MANASIJA MONASTERY – XV century

Manasija monastery is situated by the Resava brook, close to Despotovac, and is one of the last monuments to Serbian mediaeval culture. The church was raised by Despot Stefan Lazarević, son of Prince Lazar Hrebeljanović. The construction of the church, an extravagant fortification and large refectory took from 1406 to 1418.

Since the end of the XVIIth century Manasija monastery has been assembling educated monks who have fostered literary and copying work, called the Resava Orthography. Already in 1456 Manasija was burnt by the Turks; after 1718, when Austrians took the monastery (and all of northern Serbia), they kept the gunpowder in the narthex, which exploded and blew the ante-church up. A new narthex was built in 1735. At the beginnings of the Serbian revolution, in 1804, the monastery was abandoned and in ruins again. The monastery was partly renewed, between 1807. and 1810, and the restoration works completed in 1845.

The impressive walls with 11 towers, surrounded by a trench, would at that time have been a modern system for the defence of the monastery. The most dominant and most imposing tower – the keep – is known as Despotova Kula (Despot’s Tower). The Monastery fortress, made up to defend the monastery, especially from the Turks, consists of 11 towers linked with huge walls and once, with trenches. The towers are mostly rectangular, save two hexagonal ones and one square-shaped. The castle was entered via a large gate on the western side.

The Church of the Holy Trinity is considered a prime example of Morava architecture. A particular rarity in Serbian mediaeval architecture is the mosaic floor.

In the inside, the original floor has been preserved in the narthex, made of marble tiles in various colours. Nearly half of the frescoes have been destroyed. Despot Stefan is portrayed with the church model on the left-hand wall, presenting a model of the church to the Holy Trinity. The lower register of the north choir depicts warrior-saints in armour with swords and lances, as an authentic representation of contemporaneous soldiers. The vault above the main door contains a picture of the Souls of the Righteous held by the Divine hand. On the left and right, the prophets David and Solomon are portrayed respectively. There are also 24 portraits of the Old Testament prophets and patriarchs in the spacious dome. Two compositions cover the whole first and second registers in the altar: the first represents the Adoration of the Lamb, the other the Communion of Apostles.

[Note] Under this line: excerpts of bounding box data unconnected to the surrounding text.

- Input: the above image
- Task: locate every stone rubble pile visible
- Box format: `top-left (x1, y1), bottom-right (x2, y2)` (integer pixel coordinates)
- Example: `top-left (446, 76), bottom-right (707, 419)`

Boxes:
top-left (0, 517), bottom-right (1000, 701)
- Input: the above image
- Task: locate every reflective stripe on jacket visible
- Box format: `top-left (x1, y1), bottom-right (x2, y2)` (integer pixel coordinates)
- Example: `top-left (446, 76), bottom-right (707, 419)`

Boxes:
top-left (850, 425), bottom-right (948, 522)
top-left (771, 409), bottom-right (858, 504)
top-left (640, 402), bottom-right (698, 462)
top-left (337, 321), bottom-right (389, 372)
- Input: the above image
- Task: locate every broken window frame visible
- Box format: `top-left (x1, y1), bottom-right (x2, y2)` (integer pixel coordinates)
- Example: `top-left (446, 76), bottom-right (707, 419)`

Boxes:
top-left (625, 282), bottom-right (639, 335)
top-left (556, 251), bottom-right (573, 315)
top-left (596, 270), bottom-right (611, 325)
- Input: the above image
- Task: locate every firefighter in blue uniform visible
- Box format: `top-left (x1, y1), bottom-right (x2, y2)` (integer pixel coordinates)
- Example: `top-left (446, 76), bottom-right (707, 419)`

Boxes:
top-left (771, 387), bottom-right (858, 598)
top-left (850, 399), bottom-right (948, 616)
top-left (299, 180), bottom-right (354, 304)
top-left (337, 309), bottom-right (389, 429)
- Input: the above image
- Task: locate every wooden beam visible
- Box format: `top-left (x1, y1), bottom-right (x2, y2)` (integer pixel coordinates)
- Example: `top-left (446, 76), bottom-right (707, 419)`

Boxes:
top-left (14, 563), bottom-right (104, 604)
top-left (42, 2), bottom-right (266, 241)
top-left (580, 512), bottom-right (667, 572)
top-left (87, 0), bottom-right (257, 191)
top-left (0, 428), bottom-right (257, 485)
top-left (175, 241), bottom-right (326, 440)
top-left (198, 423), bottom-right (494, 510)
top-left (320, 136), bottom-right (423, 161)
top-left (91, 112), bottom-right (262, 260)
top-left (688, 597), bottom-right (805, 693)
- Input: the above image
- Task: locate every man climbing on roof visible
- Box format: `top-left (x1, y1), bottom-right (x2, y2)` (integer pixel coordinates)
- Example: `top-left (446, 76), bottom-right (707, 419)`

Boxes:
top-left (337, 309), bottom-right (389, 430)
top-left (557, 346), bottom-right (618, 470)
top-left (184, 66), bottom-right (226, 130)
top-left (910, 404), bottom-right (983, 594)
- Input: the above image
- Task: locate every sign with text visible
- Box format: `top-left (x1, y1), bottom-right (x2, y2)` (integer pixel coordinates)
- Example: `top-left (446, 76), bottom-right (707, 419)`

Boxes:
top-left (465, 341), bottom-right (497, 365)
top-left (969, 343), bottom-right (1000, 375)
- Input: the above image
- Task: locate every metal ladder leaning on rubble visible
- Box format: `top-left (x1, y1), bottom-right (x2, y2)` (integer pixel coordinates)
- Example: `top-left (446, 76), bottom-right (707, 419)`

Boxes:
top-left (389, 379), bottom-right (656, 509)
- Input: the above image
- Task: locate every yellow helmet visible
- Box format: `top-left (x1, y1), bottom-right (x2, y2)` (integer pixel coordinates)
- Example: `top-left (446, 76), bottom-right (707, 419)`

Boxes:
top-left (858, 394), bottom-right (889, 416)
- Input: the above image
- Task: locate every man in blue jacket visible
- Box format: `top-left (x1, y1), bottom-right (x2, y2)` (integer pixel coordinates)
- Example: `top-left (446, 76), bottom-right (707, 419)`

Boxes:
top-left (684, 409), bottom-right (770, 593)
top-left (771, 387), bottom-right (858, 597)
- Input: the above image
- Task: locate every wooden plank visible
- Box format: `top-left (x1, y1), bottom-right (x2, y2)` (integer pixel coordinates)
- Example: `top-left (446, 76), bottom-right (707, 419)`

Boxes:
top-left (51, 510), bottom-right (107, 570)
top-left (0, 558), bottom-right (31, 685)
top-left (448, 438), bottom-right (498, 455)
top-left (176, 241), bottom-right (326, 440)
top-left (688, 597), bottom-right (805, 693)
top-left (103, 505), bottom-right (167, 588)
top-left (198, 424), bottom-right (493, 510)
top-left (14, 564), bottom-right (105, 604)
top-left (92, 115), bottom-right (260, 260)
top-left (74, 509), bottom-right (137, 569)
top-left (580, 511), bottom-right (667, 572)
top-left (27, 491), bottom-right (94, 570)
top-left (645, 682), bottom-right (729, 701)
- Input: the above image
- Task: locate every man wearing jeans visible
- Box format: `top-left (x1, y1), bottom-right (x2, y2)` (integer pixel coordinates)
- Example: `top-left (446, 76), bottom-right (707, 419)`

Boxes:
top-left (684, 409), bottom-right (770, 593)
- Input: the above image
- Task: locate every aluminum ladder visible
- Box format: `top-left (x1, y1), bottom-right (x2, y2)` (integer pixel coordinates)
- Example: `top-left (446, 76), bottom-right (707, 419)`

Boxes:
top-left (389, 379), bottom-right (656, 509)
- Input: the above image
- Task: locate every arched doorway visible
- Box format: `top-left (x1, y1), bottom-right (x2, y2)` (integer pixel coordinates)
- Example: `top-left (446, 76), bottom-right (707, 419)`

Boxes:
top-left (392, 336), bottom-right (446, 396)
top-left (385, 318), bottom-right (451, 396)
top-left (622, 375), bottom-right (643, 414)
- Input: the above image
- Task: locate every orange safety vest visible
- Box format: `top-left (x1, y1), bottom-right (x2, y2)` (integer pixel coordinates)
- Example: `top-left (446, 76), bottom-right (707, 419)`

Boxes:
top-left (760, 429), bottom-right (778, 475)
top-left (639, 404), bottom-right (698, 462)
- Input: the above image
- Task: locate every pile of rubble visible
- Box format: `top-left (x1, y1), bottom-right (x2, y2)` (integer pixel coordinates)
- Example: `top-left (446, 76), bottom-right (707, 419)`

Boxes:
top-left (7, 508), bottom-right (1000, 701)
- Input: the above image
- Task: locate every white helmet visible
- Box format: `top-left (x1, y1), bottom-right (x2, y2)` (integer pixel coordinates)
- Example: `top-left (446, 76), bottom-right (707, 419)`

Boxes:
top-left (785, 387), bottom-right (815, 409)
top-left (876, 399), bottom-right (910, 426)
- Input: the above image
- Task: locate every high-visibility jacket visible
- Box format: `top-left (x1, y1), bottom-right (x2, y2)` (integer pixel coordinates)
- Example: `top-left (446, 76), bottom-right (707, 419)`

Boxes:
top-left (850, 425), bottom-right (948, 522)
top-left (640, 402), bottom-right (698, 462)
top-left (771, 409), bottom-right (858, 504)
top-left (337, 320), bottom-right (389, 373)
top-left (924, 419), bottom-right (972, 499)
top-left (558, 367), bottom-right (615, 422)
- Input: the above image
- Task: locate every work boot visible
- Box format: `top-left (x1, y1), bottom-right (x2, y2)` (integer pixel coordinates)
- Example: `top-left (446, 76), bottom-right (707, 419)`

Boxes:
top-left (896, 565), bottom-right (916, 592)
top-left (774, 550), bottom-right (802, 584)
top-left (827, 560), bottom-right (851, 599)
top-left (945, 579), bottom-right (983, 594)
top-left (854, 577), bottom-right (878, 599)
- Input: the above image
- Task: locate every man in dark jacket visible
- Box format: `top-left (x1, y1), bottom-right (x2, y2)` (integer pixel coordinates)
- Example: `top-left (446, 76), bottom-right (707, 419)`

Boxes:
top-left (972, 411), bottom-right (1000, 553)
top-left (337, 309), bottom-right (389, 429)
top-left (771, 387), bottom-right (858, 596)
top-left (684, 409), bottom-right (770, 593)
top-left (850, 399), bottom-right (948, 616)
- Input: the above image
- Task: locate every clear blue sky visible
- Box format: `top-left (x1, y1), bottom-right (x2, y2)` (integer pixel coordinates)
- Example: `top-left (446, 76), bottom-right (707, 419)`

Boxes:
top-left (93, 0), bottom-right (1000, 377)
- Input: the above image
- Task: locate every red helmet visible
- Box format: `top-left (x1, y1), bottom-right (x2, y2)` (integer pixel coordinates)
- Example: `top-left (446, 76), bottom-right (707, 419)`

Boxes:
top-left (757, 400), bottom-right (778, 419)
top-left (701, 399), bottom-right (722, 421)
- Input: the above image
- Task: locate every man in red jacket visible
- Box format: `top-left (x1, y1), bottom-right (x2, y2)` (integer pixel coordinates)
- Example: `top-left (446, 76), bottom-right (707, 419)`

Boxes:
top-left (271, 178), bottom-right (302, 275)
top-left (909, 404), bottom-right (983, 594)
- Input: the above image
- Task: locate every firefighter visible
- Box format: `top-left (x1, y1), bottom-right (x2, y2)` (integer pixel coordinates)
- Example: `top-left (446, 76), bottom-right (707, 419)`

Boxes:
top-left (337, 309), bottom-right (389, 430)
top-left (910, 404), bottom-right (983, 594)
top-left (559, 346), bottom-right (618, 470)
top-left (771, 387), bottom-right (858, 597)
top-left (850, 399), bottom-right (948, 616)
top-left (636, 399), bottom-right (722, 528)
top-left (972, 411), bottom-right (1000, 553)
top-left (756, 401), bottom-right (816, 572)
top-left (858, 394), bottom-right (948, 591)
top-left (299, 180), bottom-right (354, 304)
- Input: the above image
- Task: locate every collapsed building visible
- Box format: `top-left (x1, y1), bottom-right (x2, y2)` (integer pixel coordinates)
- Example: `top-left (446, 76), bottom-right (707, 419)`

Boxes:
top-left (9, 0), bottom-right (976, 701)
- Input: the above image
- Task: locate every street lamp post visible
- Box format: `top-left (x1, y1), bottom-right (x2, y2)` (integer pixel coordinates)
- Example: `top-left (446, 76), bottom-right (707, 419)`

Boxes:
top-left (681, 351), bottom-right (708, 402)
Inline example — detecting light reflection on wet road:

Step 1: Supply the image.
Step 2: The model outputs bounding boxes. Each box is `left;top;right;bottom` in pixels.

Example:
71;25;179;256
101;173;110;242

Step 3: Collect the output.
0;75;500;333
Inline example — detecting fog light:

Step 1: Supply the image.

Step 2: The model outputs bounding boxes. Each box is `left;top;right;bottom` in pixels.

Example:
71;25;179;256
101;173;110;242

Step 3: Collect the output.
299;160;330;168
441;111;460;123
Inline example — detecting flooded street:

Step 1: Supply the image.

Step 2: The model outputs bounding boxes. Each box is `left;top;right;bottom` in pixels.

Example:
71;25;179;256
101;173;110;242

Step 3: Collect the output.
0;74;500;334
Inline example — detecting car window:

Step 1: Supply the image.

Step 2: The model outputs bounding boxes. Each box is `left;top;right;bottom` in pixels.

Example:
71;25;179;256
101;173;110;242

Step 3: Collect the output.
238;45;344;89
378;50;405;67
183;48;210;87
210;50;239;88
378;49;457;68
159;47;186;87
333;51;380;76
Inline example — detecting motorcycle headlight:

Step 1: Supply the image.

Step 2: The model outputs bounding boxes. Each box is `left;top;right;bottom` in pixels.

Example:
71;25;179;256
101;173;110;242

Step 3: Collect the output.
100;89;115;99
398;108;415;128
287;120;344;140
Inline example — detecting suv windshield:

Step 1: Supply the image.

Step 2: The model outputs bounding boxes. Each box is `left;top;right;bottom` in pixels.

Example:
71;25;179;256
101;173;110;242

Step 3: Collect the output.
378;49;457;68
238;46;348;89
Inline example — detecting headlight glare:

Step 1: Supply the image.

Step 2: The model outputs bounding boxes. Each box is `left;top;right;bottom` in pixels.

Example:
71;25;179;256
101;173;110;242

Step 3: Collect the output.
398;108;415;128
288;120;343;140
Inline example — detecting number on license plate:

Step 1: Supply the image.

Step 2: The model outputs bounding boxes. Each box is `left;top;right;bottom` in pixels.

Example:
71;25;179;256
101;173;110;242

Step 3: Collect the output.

The frescoes in Manasija, together with those in Kalenić, are the most beautiful of the Morava properties and are considered among the best in old Serbian art in general. Besides the monumental depictions of warriors in the choir transept, especially beautiful are the prophets pictured in the dome, as well as the idealised depiction of Despot Stefan Lazarević.

Architecturally, the church belongs to the Morava School. The ground plan is in the form of a floral inscribed cross, combined with a trefoil. The twelwe-side dome above the central space rests on four free standing pillars. At the eastern end there are one large and two small apses, whereas two large choir conches flank the altar. Above the corners of the church there are four little octagonal domes. The narthex consists of nine bays. Above the central bay there is yet another dome that rests on four pillars. The church was built on ashlars and thin mortar beds. The facade decoration includes low pilasters, engaged colonettes on the conches and apses, as well as a frieze of small blind arcades on brackets running below the roof cornice. The ornaments have suffered serious damages.

Besides monastery churches and fortifications, Manasija partially preserves the remains of the old refectory and library. The library housed a scriptorium in which numerous books were copied for church use. The so-called 'Resava orthography' was greatly valued and was to influence later scribes for some time to come.